4º Nossos objetivos nas Eleições de 2008

Esse programa precisa partir da compreensão de que a Prefeitura de Porto Alegre deve estar na linha de frente das lutas gerais da classe trabalhadora. A nossa Prefeita, Luciana Genro, não será uma simples administradora, a sua tarefa é utilizar o cargo para mobilizar os trabalhadores e liderar a luta pelas reivindicações mais necessárias para transformar nosso país de fato, sendo assim, é fundamental termos com eixos centrais o seguinte:

  • Não pagamento da dívida externa;
  • Reforma Agrária sob controle dos Trabalhadores;
  • Reversão das privatização das empresas estatais;
  • Contra a reforma da previdência, sindical e trabalhista.

Os nossos objetivos nessas eleições vão além de simplesmente disputá-la com perspectivas de vitórias e meta de elegermos uma bancada de vereadores, mas sim de fazer do PSoL um partido com centenas de núcleos nos locais de trabalhos, estudo e movimentos sociais. A grande vitória das eleições de 2008 será a filiação e a organização de milhares de trabalhadores ao PSoL. Devemos ter a preocupação especial de levar a campanha do PSoL até as fábricas e as grandes concentrações de miséria do município.

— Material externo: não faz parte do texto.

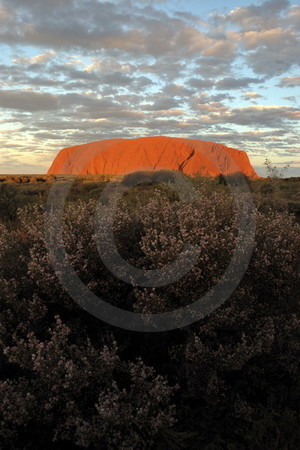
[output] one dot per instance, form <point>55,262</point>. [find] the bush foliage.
<point>69,380</point>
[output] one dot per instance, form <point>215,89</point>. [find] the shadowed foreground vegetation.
<point>71,381</point>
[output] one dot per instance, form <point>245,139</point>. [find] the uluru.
<point>122,156</point>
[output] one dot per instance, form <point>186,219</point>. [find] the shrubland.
<point>230,380</point>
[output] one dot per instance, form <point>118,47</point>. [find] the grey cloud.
<point>289,82</point>
<point>236,82</point>
<point>28,100</point>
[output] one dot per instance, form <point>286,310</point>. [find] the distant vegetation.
<point>70,381</point>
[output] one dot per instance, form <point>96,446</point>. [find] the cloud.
<point>289,82</point>
<point>236,82</point>
<point>28,100</point>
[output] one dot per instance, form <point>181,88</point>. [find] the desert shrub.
<point>67,379</point>
<point>10,201</point>
<point>81,394</point>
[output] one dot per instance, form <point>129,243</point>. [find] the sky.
<point>77,71</point>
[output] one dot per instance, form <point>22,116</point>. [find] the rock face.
<point>121,156</point>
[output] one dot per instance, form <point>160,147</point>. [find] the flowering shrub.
<point>69,379</point>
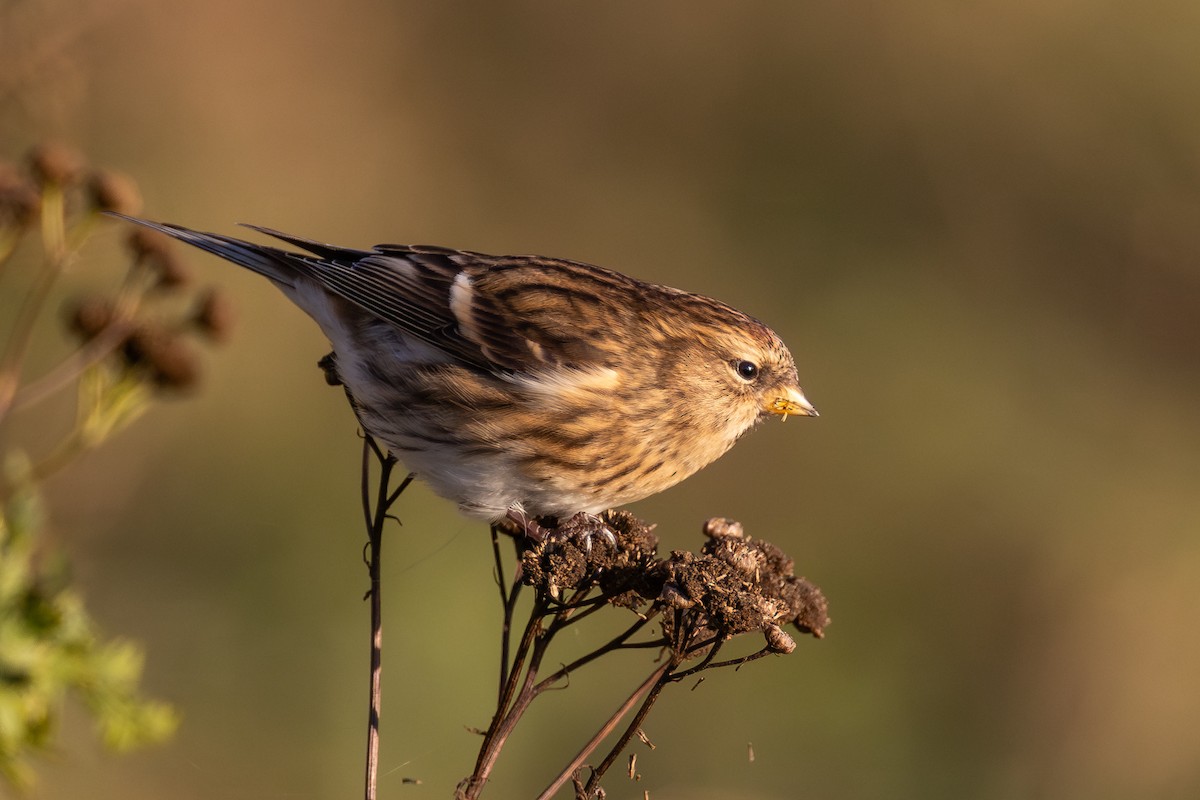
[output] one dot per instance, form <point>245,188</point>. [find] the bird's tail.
<point>279,265</point>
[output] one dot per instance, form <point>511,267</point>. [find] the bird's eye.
<point>745,370</point>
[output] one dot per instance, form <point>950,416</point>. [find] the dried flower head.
<point>53,162</point>
<point>214,314</point>
<point>167,360</point>
<point>613,552</point>
<point>157,253</point>
<point>18,197</point>
<point>90,316</point>
<point>112,191</point>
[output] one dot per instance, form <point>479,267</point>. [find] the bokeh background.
<point>975,223</point>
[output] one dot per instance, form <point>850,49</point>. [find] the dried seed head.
<point>214,316</point>
<point>165,358</point>
<point>778,639</point>
<point>53,162</point>
<point>720,528</point>
<point>88,317</point>
<point>156,252</point>
<point>18,198</point>
<point>114,192</point>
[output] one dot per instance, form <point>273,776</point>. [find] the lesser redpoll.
<point>528,386</point>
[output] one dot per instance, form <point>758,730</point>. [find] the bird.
<point>526,388</point>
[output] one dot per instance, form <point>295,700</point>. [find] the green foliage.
<point>51,648</point>
<point>49,645</point>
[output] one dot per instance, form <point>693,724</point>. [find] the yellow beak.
<point>791,402</point>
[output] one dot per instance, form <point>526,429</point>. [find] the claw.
<point>604,530</point>
<point>528,524</point>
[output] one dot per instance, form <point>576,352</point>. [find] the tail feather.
<point>277,265</point>
<point>322,251</point>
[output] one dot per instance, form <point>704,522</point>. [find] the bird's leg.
<point>528,524</point>
<point>328,365</point>
<point>600,529</point>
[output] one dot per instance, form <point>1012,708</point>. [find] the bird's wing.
<point>513,313</point>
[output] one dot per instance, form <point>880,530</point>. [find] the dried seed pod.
<point>720,528</point>
<point>53,162</point>
<point>19,198</point>
<point>114,192</point>
<point>778,639</point>
<point>214,314</point>
<point>90,316</point>
<point>165,358</point>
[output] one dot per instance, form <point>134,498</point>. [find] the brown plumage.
<point>520,385</point>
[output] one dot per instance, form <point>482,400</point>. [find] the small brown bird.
<point>525,386</point>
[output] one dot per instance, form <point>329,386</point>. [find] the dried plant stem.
<point>654,685</point>
<point>376,516</point>
<point>54,248</point>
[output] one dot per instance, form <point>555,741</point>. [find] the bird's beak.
<point>789,401</point>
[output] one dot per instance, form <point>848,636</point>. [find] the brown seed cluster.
<point>149,325</point>
<point>736,584</point>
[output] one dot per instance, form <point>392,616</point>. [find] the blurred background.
<point>973,223</point>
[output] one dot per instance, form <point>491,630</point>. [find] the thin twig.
<point>654,681</point>
<point>376,518</point>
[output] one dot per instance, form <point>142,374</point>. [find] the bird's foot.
<point>534,531</point>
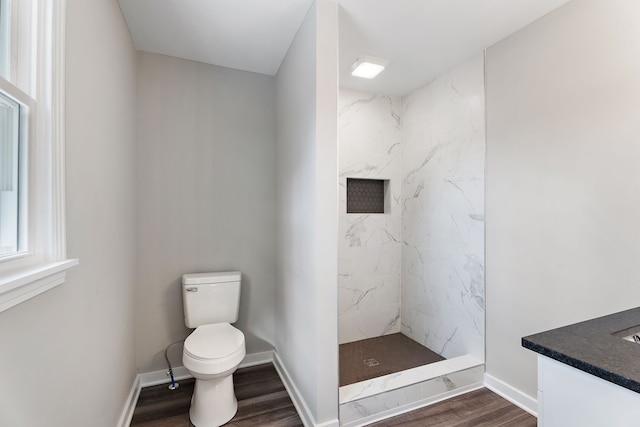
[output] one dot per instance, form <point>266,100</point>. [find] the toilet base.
<point>213,402</point>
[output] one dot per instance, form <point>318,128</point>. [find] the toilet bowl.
<point>214,349</point>
<point>211,354</point>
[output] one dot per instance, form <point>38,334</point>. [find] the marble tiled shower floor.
<point>375,357</point>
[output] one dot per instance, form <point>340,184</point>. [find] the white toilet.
<point>214,350</point>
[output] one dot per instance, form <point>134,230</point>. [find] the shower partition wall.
<point>443,151</point>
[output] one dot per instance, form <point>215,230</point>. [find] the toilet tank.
<point>211,297</point>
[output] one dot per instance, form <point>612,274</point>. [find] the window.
<point>32,223</point>
<point>10,150</point>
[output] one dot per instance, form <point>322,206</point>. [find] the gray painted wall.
<point>68,354</point>
<point>563,182</point>
<point>206,186</point>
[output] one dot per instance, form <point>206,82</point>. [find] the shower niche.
<point>411,281</point>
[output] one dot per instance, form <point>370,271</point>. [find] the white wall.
<point>443,149</point>
<point>563,177</point>
<point>306,182</point>
<point>370,245</point>
<point>68,354</point>
<point>206,184</point>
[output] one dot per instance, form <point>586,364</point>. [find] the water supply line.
<point>174,385</point>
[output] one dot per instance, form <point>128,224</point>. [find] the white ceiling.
<point>424,38</point>
<point>248,35</point>
<point>421,38</point>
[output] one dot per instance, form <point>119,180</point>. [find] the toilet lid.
<point>214,341</point>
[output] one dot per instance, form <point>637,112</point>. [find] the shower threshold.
<point>394,393</point>
<point>375,357</point>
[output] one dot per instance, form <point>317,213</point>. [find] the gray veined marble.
<point>418,268</point>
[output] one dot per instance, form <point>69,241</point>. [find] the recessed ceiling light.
<point>368,67</point>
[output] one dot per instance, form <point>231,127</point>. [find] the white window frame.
<point>43,265</point>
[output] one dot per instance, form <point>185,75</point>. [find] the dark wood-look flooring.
<point>392,353</point>
<point>262,401</point>
<point>480,408</point>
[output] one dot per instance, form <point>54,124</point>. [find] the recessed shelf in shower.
<point>367,195</point>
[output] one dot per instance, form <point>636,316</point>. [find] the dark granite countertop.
<point>591,347</point>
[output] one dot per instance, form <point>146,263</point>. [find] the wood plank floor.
<point>262,401</point>
<point>480,408</point>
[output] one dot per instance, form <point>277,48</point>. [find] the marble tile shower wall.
<point>370,244</point>
<point>443,149</point>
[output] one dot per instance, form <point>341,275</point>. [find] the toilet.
<point>214,349</point>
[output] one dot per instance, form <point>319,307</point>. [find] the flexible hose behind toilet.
<point>174,385</point>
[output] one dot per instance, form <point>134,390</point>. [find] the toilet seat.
<point>215,348</point>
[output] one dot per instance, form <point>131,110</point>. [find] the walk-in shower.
<point>413,273</point>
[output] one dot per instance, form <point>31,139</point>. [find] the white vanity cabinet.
<point>568,397</point>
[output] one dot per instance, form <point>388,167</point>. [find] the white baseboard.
<point>512,394</point>
<point>130,404</point>
<point>254,359</point>
<point>297,399</point>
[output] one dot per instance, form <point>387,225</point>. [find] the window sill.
<point>22,285</point>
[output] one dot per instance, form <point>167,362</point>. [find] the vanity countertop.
<point>591,347</point>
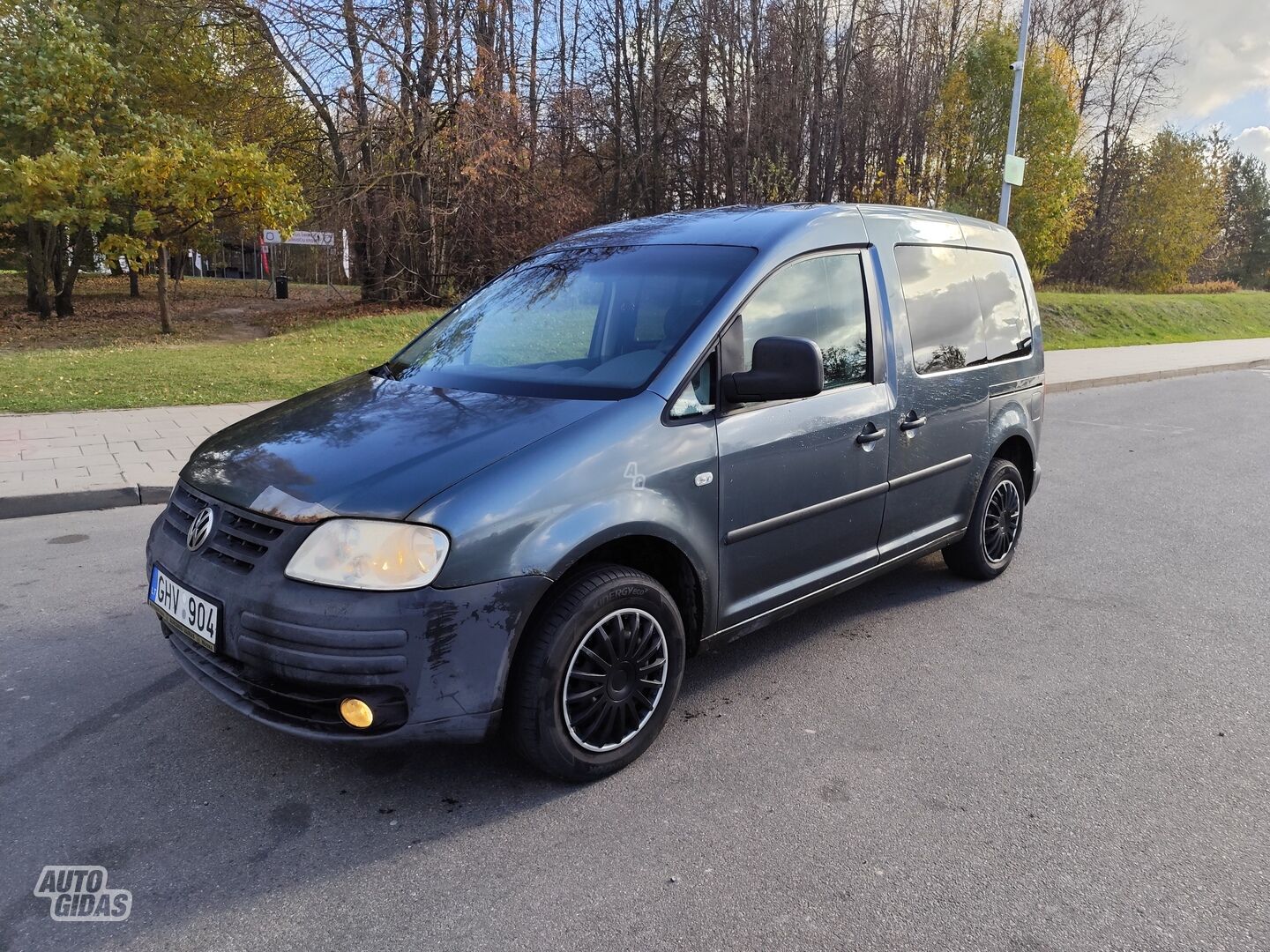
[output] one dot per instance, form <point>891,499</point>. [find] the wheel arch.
<point>1018,449</point>
<point>654,554</point>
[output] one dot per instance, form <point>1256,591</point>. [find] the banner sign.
<point>319,239</point>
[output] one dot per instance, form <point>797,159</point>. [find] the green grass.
<point>1110,319</point>
<point>165,375</point>
<point>150,375</point>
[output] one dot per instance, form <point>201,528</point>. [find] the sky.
<point>1226,78</point>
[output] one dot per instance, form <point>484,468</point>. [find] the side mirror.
<point>782,368</point>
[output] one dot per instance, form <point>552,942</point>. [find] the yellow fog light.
<point>355,712</point>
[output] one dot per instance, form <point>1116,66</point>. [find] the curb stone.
<point>112,496</point>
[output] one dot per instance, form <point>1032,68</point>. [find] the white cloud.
<point>1227,51</point>
<point>1255,141</point>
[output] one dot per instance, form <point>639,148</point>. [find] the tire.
<point>615,639</point>
<point>992,537</point>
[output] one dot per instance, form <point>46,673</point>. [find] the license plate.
<point>192,614</point>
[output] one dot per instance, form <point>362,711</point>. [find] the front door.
<point>803,482</point>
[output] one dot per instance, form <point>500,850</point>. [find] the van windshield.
<point>587,323</point>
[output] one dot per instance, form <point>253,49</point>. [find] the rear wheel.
<point>996,525</point>
<point>597,675</point>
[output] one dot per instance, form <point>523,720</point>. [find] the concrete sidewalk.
<point>103,458</point>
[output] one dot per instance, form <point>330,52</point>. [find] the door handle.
<point>871,435</point>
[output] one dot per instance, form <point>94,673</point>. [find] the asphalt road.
<point>1073,756</point>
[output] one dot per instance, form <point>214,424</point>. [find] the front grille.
<point>286,703</point>
<point>242,539</point>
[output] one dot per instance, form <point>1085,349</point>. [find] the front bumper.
<point>432,663</point>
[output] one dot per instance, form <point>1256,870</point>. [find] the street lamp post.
<point>1012,169</point>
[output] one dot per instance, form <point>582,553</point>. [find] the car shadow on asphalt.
<point>188,792</point>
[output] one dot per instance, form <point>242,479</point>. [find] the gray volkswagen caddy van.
<point>646,438</point>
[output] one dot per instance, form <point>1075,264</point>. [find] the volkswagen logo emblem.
<point>199,530</point>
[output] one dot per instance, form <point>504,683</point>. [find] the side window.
<point>696,397</point>
<point>944,320</point>
<point>1006,325</point>
<point>820,299</point>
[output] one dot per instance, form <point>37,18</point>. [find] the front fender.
<point>619,472</point>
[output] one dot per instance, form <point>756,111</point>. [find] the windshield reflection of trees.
<point>522,290</point>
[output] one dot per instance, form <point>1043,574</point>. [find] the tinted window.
<point>1007,329</point>
<point>578,323</point>
<point>696,397</point>
<point>943,306</point>
<point>820,299</point>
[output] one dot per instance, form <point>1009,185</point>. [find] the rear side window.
<point>1007,329</point>
<point>943,305</point>
<point>966,306</point>
<point>820,299</point>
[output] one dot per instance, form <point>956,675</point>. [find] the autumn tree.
<point>1168,216</point>
<point>972,120</point>
<point>60,112</point>
<point>181,183</point>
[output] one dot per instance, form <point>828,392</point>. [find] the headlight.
<point>362,554</point>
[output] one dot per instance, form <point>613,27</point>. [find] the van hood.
<point>369,446</point>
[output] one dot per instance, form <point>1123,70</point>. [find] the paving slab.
<point>101,458</point>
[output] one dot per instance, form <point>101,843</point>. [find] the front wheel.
<point>596,678</point>
<point>996,525</point>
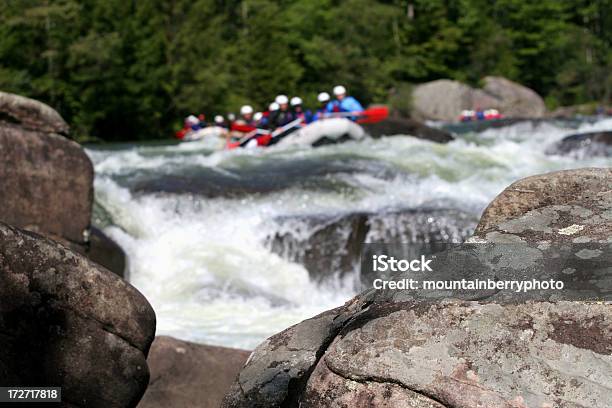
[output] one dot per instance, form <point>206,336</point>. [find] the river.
<point>214,238</point>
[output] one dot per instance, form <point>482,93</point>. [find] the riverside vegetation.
<point>118,70</point>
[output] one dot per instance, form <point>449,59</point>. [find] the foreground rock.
<point>400,126</point>
<point>186,375</point>
<point>67,322</point>
<point>585,145</point>
<point>31,114</point>
<point>571,205</point>
<point>47,180</point>
<point>444,99</point>
<point>401,348</point>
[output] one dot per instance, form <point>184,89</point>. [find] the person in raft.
<point>343,102</point>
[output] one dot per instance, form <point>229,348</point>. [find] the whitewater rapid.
<point>195,222</point>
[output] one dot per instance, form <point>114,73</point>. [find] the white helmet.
<point>339,90</point>
<point>281,99</point>
<point>246,110</point>
<point>323,97</point>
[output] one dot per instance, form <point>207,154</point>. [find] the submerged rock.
<point>449,348</point>
<point>190,375</point>
<point>584,145</point>
<point>67,322</point>
<point>411,127</point>
<point>331,244</point>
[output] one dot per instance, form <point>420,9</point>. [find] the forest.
<point>120,70</point>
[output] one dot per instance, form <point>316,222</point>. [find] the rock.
<point>400,126</point>
<point>470,355</point>
<point>47,183</point>
<point>328,244</point>
<point>106,252</point>
<point>516,100</point>
<point>543,207</point>
<point>185,374</point>
<point>31,114</point>
<point>584,145</point>
<point>444,99</point>
<point>402,348</point>
<point>67,322</point>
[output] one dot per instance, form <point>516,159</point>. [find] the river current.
<point>215,239</point>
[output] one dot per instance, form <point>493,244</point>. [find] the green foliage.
<point>121,70</point>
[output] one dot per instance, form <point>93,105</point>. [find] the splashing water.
<point>195,221</point>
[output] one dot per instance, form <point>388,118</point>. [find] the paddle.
<point>257,131</point>
<point>370,115</point>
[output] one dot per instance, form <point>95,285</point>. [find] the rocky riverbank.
<point>394,349</point>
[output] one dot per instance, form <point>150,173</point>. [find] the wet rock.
<point>584,145</point>
<point>330,244</point>
<point>400,126</point>
<point>458,349</point>
<point>46,180</point>
<point>185,374</point>
<point>31,114</point>
<point>445,99</point>
<point>565,206</point>
<point>67,322</point>
<point>106,252</point>
<point>469,355</point>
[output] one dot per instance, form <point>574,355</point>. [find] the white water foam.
<point>202,262</point>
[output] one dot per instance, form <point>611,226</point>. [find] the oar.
<point>371,115</point>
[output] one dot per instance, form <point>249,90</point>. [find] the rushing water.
<point>197,223</point>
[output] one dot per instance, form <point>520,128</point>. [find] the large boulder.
<point>190,375</point>
<point>46,182</point>
<point>444,99</point>
<point>67,322</point>
<point>406,348</point>
<point>31,114</point>
<point>515,99</point>
<point>570,205</point>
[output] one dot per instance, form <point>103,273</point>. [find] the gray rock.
<point>46,182</point>
<point>559,206</point>
<point>516,100</point>
<point>584,145</point>
<point>67,322</point>
<point>106,252</point>
<point>31,114</point>
<point>444,99</point>
<point>186,375</point>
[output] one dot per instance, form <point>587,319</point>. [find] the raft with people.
<point>287,123</point>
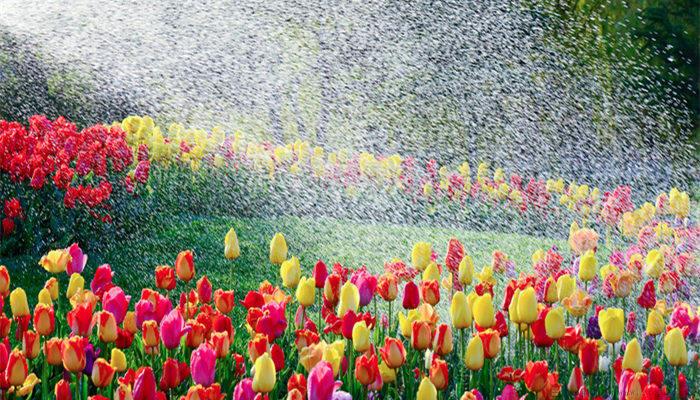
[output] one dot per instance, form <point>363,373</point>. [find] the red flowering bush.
<point>59,174</point>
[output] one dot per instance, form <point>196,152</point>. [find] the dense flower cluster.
<point>628,329</point>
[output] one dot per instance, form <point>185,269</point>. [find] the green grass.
<point>350,243</point>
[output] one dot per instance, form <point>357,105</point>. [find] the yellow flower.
<point>460,312</point>
<point>55,261</point>
<point>265,375</point>
<point>278,249</point>
<point>654,263</point>
<point>349,298</point>
<point>420,255</point>
<point>612,324</point>
<point>587,266</point>
<point>360,337</point>
<point>431,272</point>
<point>306,291</point>
<point>75,284</point>
<point>675,348</point>
<point>633,356</point>
<point>483,311</point>
<point>466,270</point>
<point>290,271</point>
<point>554,323</point>
<point>527,305</point>
<point>231,247</point>
<point>426,390</point>
<point>655,323</point>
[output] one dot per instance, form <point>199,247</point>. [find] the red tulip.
<point>411,296</point>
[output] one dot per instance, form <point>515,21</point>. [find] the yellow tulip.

Sendo assim, nossa campanha deve ser um palanque para denunciar a burguesia, os governos e partidos que atuam sob suas ordens. Temos que atacar sem piedade Lula e o PT, com o cuidado de não secundarizar os candidatos do PFL e PSDB, que ao posar de oposição, muitas vezes se apóiam nas nossas críticas.


Quem Somos?

Coletivo Socialismo e Liberdade – CSoL é uma das corrente fundadoras do PSoL. Entendemos que nosso partido é a oportunidade de militantes e organizações da esquerda, com diferentes tradições, de construírem, a partir da atuação comum, uma nova síntese programática e organizativa a serviço da revolução socialista. Defendemos a construção do PSoL como um partido orgânico, organizado pelos núcleos militantes e, que, o mesmo detenha o poder de decisão e o controle sobre os dirigentes, de forma superar o atual estágio de federação de tendências. Para desenvolver esse trabalho, participamos do ‘Campo’ que apresentou a tese “Um programa socialista, classista e internacionalista para a revolução brasileira”, assinada por companheiros como: Plínio de Arruda Sampaio, Roberto Leher, Marcelo Badaró, Ricardo Antunes, Jorginho, Júnia Gouvêa, Tostão, entre outros e que edita a Revista Debate Socialista.